According to Scotiabank, the growing risk that China will devaluate its currency – the yuan – in the upcoming weeks is posing a risk to the fertilizer stocks. According to Ben Issacson, a devaluation of the yuan can potentially be very destabilizing since global nitrogen prices would plunge with ammonia to follow. “Potash demand destruction would be swift as Chinese farmers pushed back on soaring local prices required to cover unchanged US dollar prices,” he explained.
Mr Issacson also added that the phosphate market could be spared because cheaper Chinese capacity would not be capable of pushing non-integrated Indian manufacturers off the cost curve. Yet, he thinks that commodities worldwide would suffer greatly. Most investors believe that China will not devaluate the yuan but analysts think that the likelihood of this happening is rather big. However, even if Beijing decides not to devaluate, which would cause a sudden shock, a gradual depreciation would have similar effects, Mr Issacson thinks.

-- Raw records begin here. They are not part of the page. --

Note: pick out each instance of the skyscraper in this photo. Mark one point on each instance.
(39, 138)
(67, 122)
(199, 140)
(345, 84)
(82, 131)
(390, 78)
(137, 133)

Analysts agree that the first warning signs appeared already in the second half of the last year when it became obvious that China’s growth was slowing down. The number one priority of the Chinese government is to create and protect jobs but job creation was jeopardized as a result of economic rebalancing. Some experts therefore suggest that yuan devaluation would be a means for protecting employment in China.
Last year, Beijing depreciated the yuan for the first time since the de facto peg was introduced in July 2005. This year’s depreciation is estimated to be more profound as “record outflow in the country’s balance of payments is adding to the downward pressure on the currency,” Mr. Paresh Upadhyaya, director of currency strategy at Pioneer Investments, explained.